Hungarian president questions bill closing central bank's books to public scrutiny

By bne IntelliNews March 9, 2016

Hungary's president has sent the government's controversial bill seeking to partially close the books of the central bank to public scrutiny to the constitutional court for review, his office reported on March 9.

Parliament passed on March 1 a bill submitted just the previous day by an MP from the ruling Fidesz party that raises the pay of top officials at the central bank. More controversially, the legislation hands the MNB discretion to withhold data from public scrutiny, in particular pertaining to its spending and the companies it owns.

However, despite being a close ally of Prime Minister Viktor Orban – and therefore Magyar Nemzeti Bank head Georgy Matolcsy - Janos Ader blocked the passage of the bill. The proposed law provoked fury from the opposition, who point out that it seeks to limit information on public money.
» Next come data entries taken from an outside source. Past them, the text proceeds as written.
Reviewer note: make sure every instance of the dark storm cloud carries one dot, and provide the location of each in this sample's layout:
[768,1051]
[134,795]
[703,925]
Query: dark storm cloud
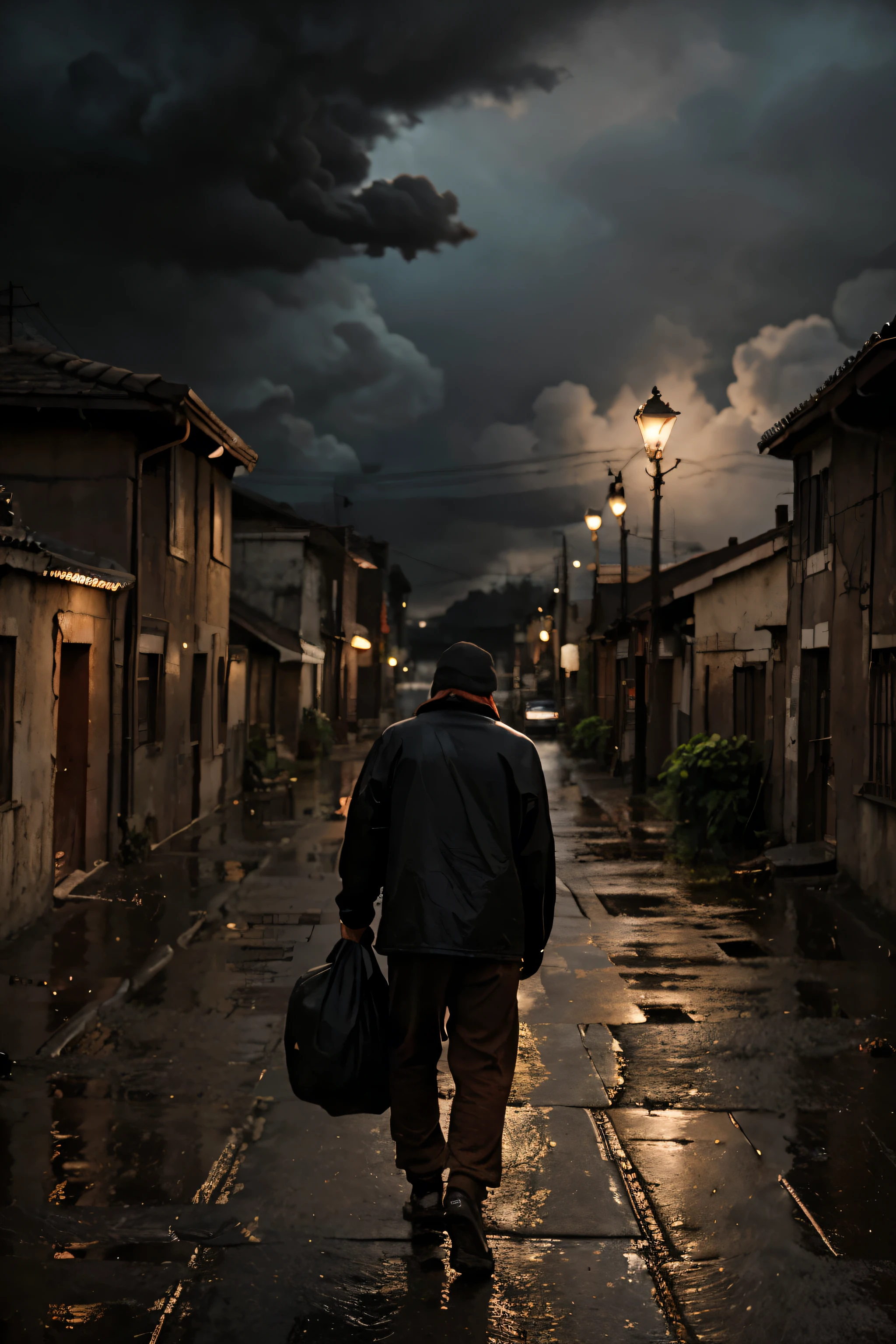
[148,130]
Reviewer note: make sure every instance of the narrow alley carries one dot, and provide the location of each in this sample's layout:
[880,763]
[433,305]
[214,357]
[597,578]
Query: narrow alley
[700,1143]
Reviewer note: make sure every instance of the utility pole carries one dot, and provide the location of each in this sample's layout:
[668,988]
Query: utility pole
[565,602]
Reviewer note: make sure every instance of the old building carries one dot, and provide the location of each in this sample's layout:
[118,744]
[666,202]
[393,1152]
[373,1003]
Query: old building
[139,469]
[309,608]
[58,608]
[732,666]
[721,631]
[840,768]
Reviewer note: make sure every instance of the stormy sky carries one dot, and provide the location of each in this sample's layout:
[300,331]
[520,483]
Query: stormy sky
[432,257]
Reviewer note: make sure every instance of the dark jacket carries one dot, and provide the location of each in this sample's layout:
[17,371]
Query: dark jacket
[451,819]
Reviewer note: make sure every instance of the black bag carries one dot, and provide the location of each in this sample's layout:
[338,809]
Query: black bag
[336,1037]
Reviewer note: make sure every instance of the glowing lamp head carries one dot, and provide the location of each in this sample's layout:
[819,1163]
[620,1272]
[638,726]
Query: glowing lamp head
[617,498]
[656,420]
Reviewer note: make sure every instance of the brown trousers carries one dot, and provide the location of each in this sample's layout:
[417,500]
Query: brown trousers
[483,1032]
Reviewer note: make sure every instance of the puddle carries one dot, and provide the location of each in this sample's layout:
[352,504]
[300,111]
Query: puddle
[664,1012]
[742,949]
[630,906]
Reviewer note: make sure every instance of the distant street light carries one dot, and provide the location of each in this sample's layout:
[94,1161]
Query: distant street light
[656,421]
[617,498]
[617,502]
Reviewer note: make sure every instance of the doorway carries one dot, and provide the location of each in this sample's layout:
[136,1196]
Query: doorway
[70,794]
[815,745]
[196,702]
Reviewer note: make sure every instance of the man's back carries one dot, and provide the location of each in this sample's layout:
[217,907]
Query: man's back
[451,819]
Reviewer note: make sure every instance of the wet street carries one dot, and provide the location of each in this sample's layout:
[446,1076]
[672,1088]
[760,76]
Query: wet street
[702,1141]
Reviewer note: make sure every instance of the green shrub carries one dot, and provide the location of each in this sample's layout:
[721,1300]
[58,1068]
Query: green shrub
[592,737]
[316,734]
[710,788]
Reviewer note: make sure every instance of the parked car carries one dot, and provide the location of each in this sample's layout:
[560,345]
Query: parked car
[542,717]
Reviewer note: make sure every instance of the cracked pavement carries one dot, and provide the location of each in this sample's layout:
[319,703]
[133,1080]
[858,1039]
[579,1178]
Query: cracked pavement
[684,1046]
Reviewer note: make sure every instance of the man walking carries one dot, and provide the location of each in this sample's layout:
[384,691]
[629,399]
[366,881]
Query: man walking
[451,820]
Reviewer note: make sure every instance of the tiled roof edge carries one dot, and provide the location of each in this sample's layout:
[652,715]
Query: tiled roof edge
[151,386]
[887,332]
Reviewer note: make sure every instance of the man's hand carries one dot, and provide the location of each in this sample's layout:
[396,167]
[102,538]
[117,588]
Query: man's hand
[352,934]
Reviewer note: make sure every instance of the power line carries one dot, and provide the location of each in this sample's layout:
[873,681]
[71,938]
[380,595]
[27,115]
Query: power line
[10,307]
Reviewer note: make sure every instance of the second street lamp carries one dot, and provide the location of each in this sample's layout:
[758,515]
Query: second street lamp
[593,522]
[656,421]
[617,502]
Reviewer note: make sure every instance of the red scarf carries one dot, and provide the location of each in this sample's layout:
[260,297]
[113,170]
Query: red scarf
[465,695]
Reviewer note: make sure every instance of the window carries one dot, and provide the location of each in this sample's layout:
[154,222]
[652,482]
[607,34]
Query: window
[178,503]
[196,696]
[815,511]
[7,682]
[750,702]
[883,720]
[148,698]
[221,518]
[222,702]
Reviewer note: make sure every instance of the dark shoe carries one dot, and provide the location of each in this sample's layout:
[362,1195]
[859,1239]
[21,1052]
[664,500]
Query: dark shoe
[471,1252]
[425,1211]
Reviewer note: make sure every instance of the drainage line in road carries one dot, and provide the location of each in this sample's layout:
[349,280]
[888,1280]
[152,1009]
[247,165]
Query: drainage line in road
[78,1023]
[218,1186]
[757,1151]
[659,1252]
[802,1208]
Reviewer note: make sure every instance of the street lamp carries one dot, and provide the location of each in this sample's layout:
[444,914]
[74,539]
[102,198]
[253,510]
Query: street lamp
[593,522]
[617,502]
[656,421]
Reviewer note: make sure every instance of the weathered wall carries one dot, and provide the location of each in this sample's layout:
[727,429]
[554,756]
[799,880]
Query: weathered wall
[39,615]
[858,600]
[269,574]
[186,600]
[72,480]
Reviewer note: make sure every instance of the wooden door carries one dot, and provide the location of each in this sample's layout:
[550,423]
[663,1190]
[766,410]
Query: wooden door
[815,745]
[196,706]
[70,795]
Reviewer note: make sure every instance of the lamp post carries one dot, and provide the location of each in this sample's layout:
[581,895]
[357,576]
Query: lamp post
[656,421]
[617,502]
[593,522]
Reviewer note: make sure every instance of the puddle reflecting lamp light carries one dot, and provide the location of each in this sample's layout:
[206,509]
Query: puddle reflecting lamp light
[656,421]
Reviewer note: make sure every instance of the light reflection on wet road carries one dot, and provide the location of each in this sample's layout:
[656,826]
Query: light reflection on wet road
[159,1182]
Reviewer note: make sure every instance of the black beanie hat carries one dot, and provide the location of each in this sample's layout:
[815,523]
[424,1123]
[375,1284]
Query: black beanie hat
[465,667]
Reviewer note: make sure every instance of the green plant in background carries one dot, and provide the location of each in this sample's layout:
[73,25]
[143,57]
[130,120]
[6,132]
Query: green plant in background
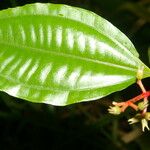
[60,55]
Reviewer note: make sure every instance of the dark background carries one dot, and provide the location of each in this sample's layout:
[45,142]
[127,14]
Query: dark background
[85,126]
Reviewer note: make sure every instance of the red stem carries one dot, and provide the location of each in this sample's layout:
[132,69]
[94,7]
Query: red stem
[141,96]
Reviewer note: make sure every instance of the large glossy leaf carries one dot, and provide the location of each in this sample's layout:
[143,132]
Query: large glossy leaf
[61,55]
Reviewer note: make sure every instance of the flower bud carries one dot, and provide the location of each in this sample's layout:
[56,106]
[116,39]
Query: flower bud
[144,123]
[135,119]
[147,115]
[143,105]
[115,110]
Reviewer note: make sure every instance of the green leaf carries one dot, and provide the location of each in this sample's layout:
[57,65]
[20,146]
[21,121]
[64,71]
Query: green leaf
[60,55]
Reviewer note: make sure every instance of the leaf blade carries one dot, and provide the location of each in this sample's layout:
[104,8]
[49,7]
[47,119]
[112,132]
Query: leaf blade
[58,60]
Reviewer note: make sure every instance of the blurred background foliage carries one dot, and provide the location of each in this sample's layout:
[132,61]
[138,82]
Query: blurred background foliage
[84,126]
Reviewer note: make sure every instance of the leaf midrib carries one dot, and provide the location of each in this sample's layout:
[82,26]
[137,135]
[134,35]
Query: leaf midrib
[72,56]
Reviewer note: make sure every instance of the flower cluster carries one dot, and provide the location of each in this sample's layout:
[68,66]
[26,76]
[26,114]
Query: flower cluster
[141,108]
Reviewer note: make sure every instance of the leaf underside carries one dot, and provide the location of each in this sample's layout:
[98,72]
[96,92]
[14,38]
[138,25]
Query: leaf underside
[60,55]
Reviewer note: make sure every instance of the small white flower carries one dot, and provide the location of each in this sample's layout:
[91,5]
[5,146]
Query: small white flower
[144,123]
[143,105]
[115,110]
[133,120]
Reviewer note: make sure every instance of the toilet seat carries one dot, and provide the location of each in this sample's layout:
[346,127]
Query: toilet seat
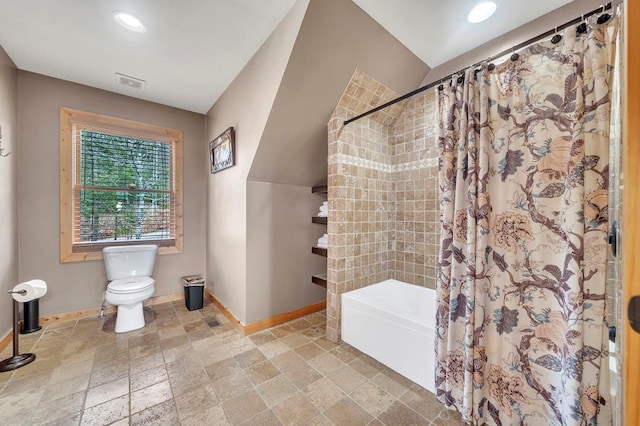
[130,285]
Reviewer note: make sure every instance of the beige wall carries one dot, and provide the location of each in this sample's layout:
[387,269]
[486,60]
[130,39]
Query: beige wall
[280,105]
[74,286]
[336,38]
[538,26]
[245,105]
[279,240]
[8,187]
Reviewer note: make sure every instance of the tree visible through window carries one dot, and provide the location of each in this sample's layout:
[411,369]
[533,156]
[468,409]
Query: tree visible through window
[122,186]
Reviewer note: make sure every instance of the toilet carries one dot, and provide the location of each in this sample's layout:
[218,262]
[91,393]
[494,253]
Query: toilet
[129,270]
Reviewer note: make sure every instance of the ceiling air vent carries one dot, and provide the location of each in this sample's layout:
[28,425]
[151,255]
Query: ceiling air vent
[132,82]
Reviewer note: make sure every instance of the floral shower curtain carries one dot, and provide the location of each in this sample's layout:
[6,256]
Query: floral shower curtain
[524,191]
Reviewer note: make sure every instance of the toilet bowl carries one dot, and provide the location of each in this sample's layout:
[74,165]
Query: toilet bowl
[129,271]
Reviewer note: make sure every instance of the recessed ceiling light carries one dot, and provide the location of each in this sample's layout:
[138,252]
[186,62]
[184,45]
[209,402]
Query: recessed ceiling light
[481,12]
[128,21]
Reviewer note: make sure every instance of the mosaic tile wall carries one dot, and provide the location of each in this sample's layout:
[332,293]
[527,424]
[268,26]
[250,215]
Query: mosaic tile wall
[415,185]
[382,193]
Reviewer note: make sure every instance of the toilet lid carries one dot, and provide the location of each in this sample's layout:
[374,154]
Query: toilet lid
[130,285]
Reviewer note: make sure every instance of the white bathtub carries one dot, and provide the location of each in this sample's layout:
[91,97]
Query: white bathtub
[393,322]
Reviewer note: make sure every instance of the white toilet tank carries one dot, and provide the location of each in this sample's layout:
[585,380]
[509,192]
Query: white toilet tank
[129,261]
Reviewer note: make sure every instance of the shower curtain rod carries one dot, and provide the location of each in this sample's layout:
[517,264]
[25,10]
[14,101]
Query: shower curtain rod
[526,43]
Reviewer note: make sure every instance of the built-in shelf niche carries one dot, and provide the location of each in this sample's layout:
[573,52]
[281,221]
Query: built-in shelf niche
[319,279]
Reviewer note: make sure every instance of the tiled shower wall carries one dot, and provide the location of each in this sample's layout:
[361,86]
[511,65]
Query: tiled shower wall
[415,185]
[383,214]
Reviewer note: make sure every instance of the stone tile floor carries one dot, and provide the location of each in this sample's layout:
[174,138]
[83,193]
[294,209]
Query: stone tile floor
[180,370]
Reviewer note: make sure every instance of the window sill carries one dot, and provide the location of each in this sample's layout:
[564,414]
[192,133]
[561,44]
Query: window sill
[82,256]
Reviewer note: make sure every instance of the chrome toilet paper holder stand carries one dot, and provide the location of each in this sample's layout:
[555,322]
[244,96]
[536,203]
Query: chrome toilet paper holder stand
[17,360]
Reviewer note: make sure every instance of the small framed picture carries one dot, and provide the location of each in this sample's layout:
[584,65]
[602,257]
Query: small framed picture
[222,151]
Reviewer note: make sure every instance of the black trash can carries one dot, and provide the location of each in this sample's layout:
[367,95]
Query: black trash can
[31,315]
[193,292]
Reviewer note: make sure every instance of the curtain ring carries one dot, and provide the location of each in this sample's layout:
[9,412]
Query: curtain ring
[514,56]
[556,37]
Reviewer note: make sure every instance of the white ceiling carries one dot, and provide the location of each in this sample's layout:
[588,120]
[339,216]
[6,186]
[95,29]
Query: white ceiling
[437,31]
[190,53]
[193,49]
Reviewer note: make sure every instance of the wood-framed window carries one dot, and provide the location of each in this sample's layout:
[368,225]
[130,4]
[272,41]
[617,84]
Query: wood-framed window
[120,184]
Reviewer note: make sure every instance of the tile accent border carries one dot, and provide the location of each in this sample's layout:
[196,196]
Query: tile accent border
[267,322]
[381,167]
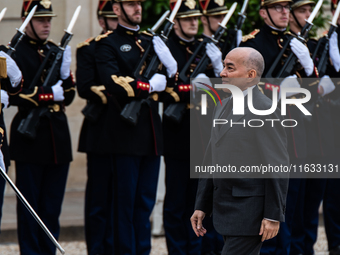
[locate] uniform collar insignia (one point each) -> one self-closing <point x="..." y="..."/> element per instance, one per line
<point x="46" y="3"/>
<point x="191" y="4"/>
<point x="219" y="2"/>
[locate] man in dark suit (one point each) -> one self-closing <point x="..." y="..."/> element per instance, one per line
<point x="246" y="210"/>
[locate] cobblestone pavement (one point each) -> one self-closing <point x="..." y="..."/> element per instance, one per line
<point x="158" y="246"/>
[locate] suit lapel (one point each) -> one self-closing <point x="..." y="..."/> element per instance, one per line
<point x="234" y="118"/>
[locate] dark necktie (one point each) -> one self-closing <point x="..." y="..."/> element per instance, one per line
<point x="227" y="110"/>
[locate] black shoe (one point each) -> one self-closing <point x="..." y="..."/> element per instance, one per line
<point x="335" y="251"/>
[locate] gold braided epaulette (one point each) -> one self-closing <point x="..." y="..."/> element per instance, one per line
<point x="289" y="33"/>
<point x="99" y="37"/>
<point x="51" y="41"/>
<point x="85" y="43"/>
<point x="146" y="33"/>
<point x="250" y="36"/>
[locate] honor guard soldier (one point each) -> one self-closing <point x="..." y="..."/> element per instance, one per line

The bill gives the MNB the power to withhold information on its companies, if it judges that dissemination would harm the interests of monetary or foreign exchange policy. Six educational foundations, which were granted HUF245bn in 2014, are now fully controlled by their curators, and so their assets no longer qualify as public assets ruled by the laws of public disclosure, the bill states.

The bill would also put the finances of the Budapest Stock Exchange – which after being taken over by the central bank last year approved a new strategy for its medium term development on March 9 – out of reach.

"Having examined the legislation, I have found that the changes are not in line with the constitutional provisions on the handling of public funds and on the freedom of public information," Ader said in a statement on his website.

The MNB posted a record profit of HUF95bn (€309mn) in 2015, despite a spate of purchases – mainly of property and fine art – over the past couple of years. Critics point out that the funds are public, and that should the MNB record a loss, Hungarian taxpayers would have to foot the bill.